A ucha nie zazdroszczę... natrzyj się czymś na noc. Owiń szalikiem-ja tak dzisiaj spałam, ale ze względu na jakąś gulę w gardle- boli mnie gardło- przewiało mnie na dworze, za lekko byłam ubrana. Ula, fajnie z tym smokiem i pieluchą! Zawsze zazdrościłam mojej kumpeli, że tak jej dzieci usypiały. I to nie ważne gdzie, ale grunt,że pielucha była! O 19 zaczęłam akcję kąpanie... i dopiero o 20:30 zakończyłam (tzn. Damian usnął, Bartek jeszcze gada z M). Ile wam zajmują te wieczorne rytuały? Mi się nie chce wierzyć, że to aż półtorej godziny, a jak jestem sama, to o wiele dłużej...
Stronka cudna Uleńko
Nadrabiam zaległości Martalka po czterdziestce tak czy siak coś sie odezwie Annana cieżka sytuacja z tym karmieniem. Ja Piotrka karmiłam 15 miesięcy. Po odstawieniu bylo mi cieżko, ale już czułam sie bardzo zmeczona "uwiązaniem". Agatę na bank bedę karmiła krócej Gratki z umiejętnosci przemieszczania się Aniusia za pięciolecie U nas w czerwcu będzie 12 lat po slubie (16 razem) powinnam mieć juz aureolkę nad głową, za to, ze tak długo wytrzymalam Kitka wiek: 2-4-6 lat to wiek buntu... to wszystko tłumaczy Uleńka super że u Wiktorka tak się wszystko unormowało, a to zasypianie musi fajnie wygladac Moja Agata ma falbankę przy kołderce w łózeczku, i tą falbankę wpycha sobie kciukiem do oka Ja dzisiaj nic nie robilam w zasadzie, tylko laziłam za Agatą Bo ona już całkiem siedzieć w miejscu nie chce. Łapie się mebli i wstaje. Spała dzisiaj raz koło 11 - pół godziny, a potem nie chciala wcale, aż w końcu padła po 17 - też na pół godziny. O 19 ją wykąpałam i nakarmiłam. Jak nigdy wytrąbiła z butli 210 mleka zageszczonego trochę kaszką i 20 minut później już spała... Zobaczymy jak długo pośpi.

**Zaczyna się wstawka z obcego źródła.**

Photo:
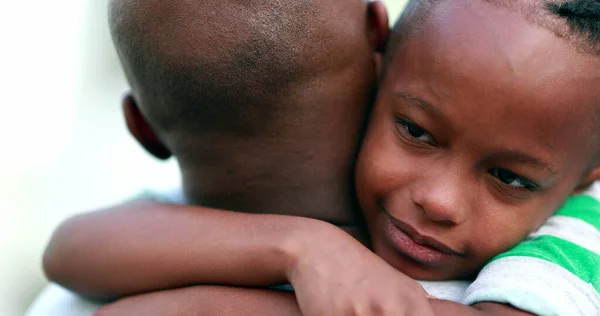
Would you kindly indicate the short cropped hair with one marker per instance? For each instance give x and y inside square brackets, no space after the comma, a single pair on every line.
[577,21]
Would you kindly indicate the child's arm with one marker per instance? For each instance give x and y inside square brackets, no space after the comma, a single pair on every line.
[207,300]
[146,246]
[224,301]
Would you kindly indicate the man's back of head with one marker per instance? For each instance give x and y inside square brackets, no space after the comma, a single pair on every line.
[261,102]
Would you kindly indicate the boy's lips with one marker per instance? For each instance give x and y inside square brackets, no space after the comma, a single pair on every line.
[421,248]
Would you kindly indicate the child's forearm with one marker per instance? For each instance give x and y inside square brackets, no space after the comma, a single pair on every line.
[218,300]
[207,300]
[146,246]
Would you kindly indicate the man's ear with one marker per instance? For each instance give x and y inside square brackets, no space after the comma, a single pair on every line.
[589,179]
[142,131]
[379,27]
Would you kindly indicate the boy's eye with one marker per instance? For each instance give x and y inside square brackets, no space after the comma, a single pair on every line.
[415,131]
[512,179]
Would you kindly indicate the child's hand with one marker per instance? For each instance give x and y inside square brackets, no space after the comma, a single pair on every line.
[333,274]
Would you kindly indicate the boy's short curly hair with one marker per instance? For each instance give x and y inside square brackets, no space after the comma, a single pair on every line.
[577,21]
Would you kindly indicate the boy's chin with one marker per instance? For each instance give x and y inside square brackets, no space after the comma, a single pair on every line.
[418,270]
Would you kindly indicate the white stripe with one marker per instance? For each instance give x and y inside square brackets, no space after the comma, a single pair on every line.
[534,285]
[593,190]
[571,229]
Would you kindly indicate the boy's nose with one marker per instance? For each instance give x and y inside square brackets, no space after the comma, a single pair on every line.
[442,199]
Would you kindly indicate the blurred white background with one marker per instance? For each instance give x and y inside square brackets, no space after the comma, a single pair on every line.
[64,146]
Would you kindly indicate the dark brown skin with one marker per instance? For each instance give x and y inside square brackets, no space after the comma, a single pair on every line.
[177,271]
[483,127]
[208,300]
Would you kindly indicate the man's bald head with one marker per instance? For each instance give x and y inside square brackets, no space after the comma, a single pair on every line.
[577,21]
[262,102]
[228,66]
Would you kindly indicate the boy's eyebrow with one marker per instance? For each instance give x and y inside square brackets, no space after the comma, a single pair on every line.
[514,155]
[525,158]
[421,104]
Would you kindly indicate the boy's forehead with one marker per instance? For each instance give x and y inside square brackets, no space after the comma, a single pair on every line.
[493,61]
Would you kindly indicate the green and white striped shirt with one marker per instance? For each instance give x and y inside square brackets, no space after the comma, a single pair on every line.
[556,271]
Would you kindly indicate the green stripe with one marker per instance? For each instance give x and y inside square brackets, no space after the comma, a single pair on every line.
[581,262]
[582,207]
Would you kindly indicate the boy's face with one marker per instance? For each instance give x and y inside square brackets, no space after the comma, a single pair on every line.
[483,127]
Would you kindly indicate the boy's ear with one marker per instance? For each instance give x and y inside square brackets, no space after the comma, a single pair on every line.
[141,130]
[379,27]
[589,179]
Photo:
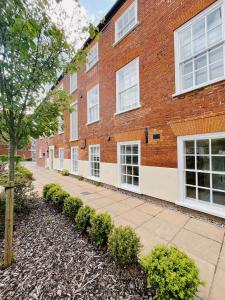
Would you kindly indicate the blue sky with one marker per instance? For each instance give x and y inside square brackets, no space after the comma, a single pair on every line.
[97,8]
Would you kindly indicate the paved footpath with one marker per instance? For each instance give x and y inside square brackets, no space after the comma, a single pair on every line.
[203,241]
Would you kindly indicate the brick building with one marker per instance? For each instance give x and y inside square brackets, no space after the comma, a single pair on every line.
[149,107]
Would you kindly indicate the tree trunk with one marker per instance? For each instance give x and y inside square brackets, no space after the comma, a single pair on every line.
[8,251]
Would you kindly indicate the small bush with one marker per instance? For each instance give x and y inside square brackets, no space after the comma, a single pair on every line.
[71,206]
[24,171]
[124,245]
[47,187]
[58,198]
[101,226]
[52,190]
[65,172]
[171,273]
[83,218]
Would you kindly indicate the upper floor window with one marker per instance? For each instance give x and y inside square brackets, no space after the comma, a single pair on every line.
[74,122]
[73,82]
[127,87]
[93,104]
[92,58]
[126,22]
[199,48]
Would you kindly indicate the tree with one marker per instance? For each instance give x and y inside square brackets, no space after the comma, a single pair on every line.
[33,50]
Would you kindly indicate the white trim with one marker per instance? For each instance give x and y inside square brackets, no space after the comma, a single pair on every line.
[89,162]
[73,90]
[135,189]
[178,85]
[211,208]
[88,66]
[137,61]
[88,100]
[71,160]
[135,4]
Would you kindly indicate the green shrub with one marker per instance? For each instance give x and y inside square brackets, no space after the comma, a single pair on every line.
[24,171]
[83,218]
[101,226]
[47,187]
[52,190]
[171,273]
[71,206]
[124,245]
[58,198]
[65,172]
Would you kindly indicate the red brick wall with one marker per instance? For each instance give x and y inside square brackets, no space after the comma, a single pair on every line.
[153,42]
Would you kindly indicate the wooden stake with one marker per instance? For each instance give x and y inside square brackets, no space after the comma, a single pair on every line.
[8,251]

Iskierko bardzo dziękuje, ale stronka to zasługa Gacuszki
Martalka to fakt, zaśnie gdziekolwiek byle była pieluszka i smoczek . Raz zapodział nam się smoczek no i musiałam przetrząsnąć całe mieszkanie żeby zasnął . Uwielbiam na to patrzeć jak leży się turla i jak śpiący to bierze pieluche smoka i odwraca się na boczek, z reguły prawy i odlatuje, ale nie zawsze tak jest wiadomo
No to i ja na nowym wątku się odmeldowuję.

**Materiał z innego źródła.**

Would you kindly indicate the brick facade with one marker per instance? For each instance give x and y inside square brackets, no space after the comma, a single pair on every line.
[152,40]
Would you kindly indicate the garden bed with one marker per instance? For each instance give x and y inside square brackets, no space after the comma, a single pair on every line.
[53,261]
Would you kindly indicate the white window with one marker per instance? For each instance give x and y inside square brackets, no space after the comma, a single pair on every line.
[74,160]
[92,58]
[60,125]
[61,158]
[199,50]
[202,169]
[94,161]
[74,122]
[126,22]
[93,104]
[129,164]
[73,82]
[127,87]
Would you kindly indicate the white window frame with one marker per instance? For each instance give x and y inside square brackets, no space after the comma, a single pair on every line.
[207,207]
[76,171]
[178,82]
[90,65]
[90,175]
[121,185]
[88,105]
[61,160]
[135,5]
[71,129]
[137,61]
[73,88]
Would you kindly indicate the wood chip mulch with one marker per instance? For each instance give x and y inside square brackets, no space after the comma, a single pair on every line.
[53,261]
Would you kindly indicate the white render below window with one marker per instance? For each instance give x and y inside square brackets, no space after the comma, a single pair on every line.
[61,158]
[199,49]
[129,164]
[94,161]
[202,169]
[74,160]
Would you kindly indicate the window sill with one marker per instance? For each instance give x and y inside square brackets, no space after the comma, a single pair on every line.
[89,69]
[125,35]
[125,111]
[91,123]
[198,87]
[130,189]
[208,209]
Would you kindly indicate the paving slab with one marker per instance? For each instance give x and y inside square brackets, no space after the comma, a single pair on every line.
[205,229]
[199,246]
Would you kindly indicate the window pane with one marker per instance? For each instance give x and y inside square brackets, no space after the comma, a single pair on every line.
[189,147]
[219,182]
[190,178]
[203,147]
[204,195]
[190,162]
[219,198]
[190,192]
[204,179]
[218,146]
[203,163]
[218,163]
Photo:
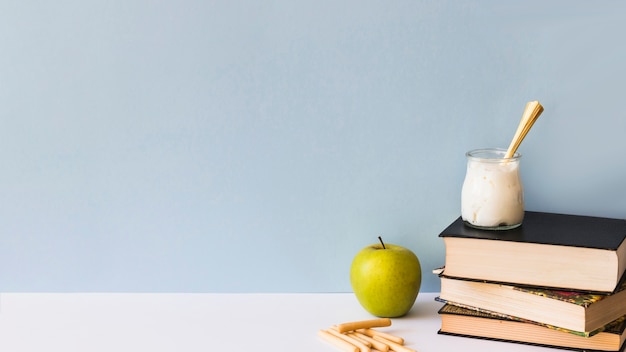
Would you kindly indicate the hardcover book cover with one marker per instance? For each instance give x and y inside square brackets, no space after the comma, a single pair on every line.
[552,229]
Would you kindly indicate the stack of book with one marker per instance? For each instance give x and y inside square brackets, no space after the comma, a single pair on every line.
[558,280]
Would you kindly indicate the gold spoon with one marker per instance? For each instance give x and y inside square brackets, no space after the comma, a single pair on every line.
[531,113]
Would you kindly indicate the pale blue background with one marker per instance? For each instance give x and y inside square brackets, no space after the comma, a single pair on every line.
[256,146]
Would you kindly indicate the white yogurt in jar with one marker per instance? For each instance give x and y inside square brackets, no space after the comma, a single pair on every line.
[492,195]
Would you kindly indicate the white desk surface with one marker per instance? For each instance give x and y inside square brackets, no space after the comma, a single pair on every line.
[207,322]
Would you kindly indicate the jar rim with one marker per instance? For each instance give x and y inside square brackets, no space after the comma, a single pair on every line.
[491,154]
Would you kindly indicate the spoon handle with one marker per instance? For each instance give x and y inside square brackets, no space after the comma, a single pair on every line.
[531,113]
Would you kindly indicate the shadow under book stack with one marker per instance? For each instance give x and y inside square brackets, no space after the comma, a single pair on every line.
[556,281]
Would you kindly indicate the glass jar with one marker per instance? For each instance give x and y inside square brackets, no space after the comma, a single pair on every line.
[492,197]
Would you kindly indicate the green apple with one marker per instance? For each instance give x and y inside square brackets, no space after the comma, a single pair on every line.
[386,279]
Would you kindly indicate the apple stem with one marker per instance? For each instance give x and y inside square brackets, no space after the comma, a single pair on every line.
[381,242]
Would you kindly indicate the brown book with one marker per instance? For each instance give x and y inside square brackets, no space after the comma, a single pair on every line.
[581,312]
[563,251]
[465,322]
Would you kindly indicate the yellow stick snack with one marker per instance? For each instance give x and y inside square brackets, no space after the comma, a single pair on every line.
[361,346]
[364,324]
[372,333]
[380,346]
[353,335]
[393,345]
[337,342]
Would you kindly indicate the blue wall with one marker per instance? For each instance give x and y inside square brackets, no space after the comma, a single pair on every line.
[256,146]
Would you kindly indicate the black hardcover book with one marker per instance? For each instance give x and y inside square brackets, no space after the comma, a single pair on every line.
[564,251]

U nas bez zmian - nocki Misza zarywa sumiennie a mama razem z nim. Dziś pospałam trochę w dzień a G. szalał z dzieciakami. Tak się ciągle zastanawiam o co młodemu chodzi? Może to te sprawy rozwojowe ... bo w sumie dziś mnie zaskoczył wygibasami. Ja go na kolana sadzam a on jak struna się wygiął i na nogi chce stawać A jak już posmakował to dawaj cały dzień się tak wygłupiał. Martalka ... wieczorem z Michałem schodzi mi tak do godziny (najczęściej 40 minut). Olem zajmuje się G. (no chyba że gdzieś wyjedzie), a ostatnio chłopaki razem się kąpią więc idzie szybciej. Nawet sobie nie zdawałam sprawy ile frajdy Michał będzie miał z chlapania razem z bratem. Siadają w wanience (Michałka trzeba podtrzymywać) i zaczyna się chlapanie. Michaś ze szczęścia aż piszczy, Olo też ma ubaw że ma się z kim pochlapać. Potem trzeba tylko łazienkę do sucha wycierać. Ale chłopaki zabawę mają doskonałą. Polecam. nińka ... kiepsko z tym uchem. Oby szybko przeszło. Idę prasować. A ... do szpitala idziemy tydzień później.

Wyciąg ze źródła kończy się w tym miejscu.